Simon Wolfson, the chief executive of Next, said that despite a tough summer for retailers, he was “acutely aware” that millions of homeowners had still to feel the full impact of the higher cost of borrowing.
Mr Wolfson gave warning that the crunch on sales could come over the key Christmas sales period. He said: “We think that higher rates will feed through in three to four months’ time. The economic environment is going to be tougher.”
Mr Wolfson added that his group’s burgeoning Next Directory business could “flatline” over the next year, given growing economic pressure on customers and fierce competition from the internet.
The stark signal came as JJB Sports gave warning that it was likely to miss full-year profit targets by as much as 25 per cent this year, sending its shares down 14 per cent.
French Connection said that despite progress in its womenswear ranges, wholesale orders in autumn were likely to be below last year’s level given “challenging” trading conditions.
Morgan Stanley added to the gloom by issuing a savage note on DSG International, saying the electrical goods retailer is “much more sickly than people realise”, given its business model and a likely consumer downturn.
Five interest rate rises by the Bank of England in the past year have added nearly £80 to typical monthly repayments on a £100,000 mortgage and the rise is soon expected to hit borrowers coming off fixed-rate deals.
Concerns about a consumer downturn pushed the British Retail Consortium (BRC) to call on the Bank to cut rates last week when it revealed that high street sales rose by only 1.8 per cent in August on a like-for-like basis.
Kevin Hawkins, director general of the BRC, said: “Interest rates are hitting disposable income and fierce competition is causing deflation.

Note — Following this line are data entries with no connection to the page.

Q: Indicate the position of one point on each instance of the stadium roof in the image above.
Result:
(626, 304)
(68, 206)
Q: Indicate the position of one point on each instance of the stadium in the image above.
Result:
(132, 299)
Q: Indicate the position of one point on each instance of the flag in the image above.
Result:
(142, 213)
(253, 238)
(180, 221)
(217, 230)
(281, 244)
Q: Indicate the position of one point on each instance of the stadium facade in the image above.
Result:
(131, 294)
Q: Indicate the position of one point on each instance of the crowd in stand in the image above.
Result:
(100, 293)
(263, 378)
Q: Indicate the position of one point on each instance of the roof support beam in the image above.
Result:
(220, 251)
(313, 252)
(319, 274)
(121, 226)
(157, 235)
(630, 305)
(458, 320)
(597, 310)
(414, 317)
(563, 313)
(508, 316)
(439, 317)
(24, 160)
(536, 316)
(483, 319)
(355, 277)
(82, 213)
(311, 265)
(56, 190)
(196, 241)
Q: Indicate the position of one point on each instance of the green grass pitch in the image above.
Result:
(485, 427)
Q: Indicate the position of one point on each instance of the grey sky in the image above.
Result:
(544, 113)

The pressure is on and it’s going to get quite aggressive in the run-up to Christmas. There will be victims, there always are.”
Next said like-for-like sales across its high street stores had fallen 4.8 per cent in the past six weeks and that it expected a decline of between 1 and 3.5 per cent over the next five months.

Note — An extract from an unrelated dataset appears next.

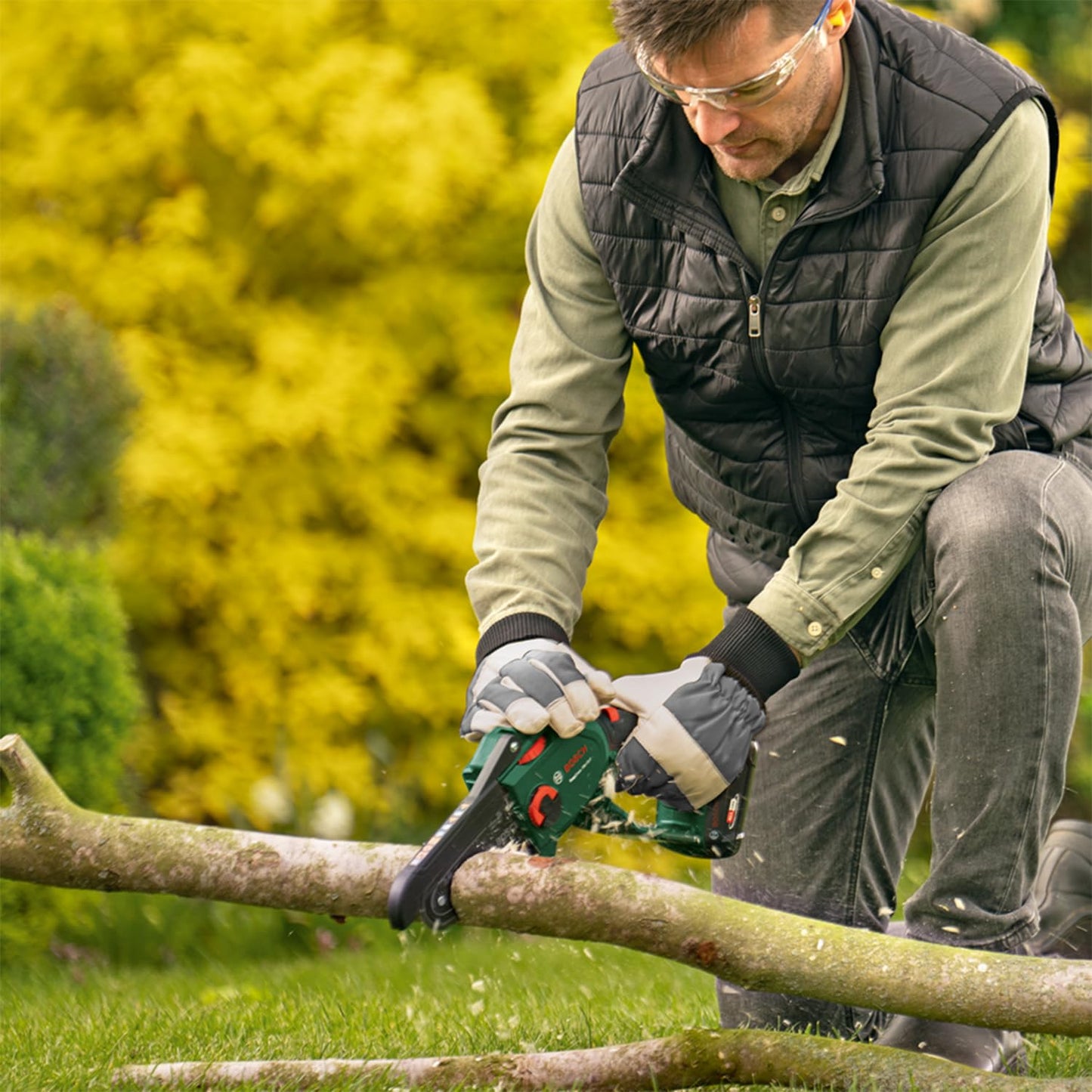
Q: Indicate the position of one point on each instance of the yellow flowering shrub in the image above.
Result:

Next’s forecasts came after half-year results showing that cost cuts, and a fall in bad debt for Next Directory, helped to lift group pre-tax profits by 10.8 per cent to £198 million in the six months to July.

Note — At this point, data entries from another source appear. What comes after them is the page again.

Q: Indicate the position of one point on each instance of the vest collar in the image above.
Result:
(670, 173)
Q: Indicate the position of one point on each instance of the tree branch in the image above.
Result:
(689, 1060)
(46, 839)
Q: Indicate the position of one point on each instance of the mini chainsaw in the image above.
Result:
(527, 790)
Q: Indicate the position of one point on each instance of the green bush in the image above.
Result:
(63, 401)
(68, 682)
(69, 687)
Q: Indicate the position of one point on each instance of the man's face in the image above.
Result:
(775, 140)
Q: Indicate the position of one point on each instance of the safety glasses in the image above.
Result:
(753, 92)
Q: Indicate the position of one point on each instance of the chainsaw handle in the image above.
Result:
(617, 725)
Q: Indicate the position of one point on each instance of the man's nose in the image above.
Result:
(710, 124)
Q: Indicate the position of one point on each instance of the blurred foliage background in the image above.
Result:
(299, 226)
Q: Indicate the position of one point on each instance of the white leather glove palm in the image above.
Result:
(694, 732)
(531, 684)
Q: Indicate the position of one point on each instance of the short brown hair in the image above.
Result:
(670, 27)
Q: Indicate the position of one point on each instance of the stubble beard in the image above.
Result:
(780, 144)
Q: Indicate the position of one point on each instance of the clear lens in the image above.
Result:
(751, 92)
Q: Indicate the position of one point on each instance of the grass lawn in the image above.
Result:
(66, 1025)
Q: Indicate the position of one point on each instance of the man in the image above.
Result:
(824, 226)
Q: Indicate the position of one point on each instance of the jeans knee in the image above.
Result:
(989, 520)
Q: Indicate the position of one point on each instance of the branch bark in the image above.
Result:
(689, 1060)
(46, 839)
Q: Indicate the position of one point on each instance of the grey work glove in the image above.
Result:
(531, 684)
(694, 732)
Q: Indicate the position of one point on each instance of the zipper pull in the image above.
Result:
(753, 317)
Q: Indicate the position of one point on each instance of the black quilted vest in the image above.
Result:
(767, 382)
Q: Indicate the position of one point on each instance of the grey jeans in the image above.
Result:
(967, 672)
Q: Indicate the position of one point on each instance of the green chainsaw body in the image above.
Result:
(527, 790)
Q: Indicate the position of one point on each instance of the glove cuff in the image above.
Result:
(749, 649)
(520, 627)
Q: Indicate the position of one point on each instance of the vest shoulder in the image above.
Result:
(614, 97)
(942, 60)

The performance was far ahead of City expectations, and Next shares rose 79p, or 4 per cent, to £19.40, despite Mr Wolfson urging investors “not to get carried away”. However he said Next was making good progress in recovering from last year’s slump, when like-for-like sales fell 7 per cent, by revitalising ranges and bringing new products into stores more often.
Next is to showcase the progress with a £6 million television advertising campaign, starting this week.
Nick Bubb, analyst for Pali International, said he was confident Next could withstand the consumer downturn, but added: “It’s hard to be so optimistic about some of Next’s rivals. We would be wary about Debenhams and about Marks & Spencer.”
JJB Sports said that it fears that pre-tax profits could be £35 million this year, against forecasts of £47 million.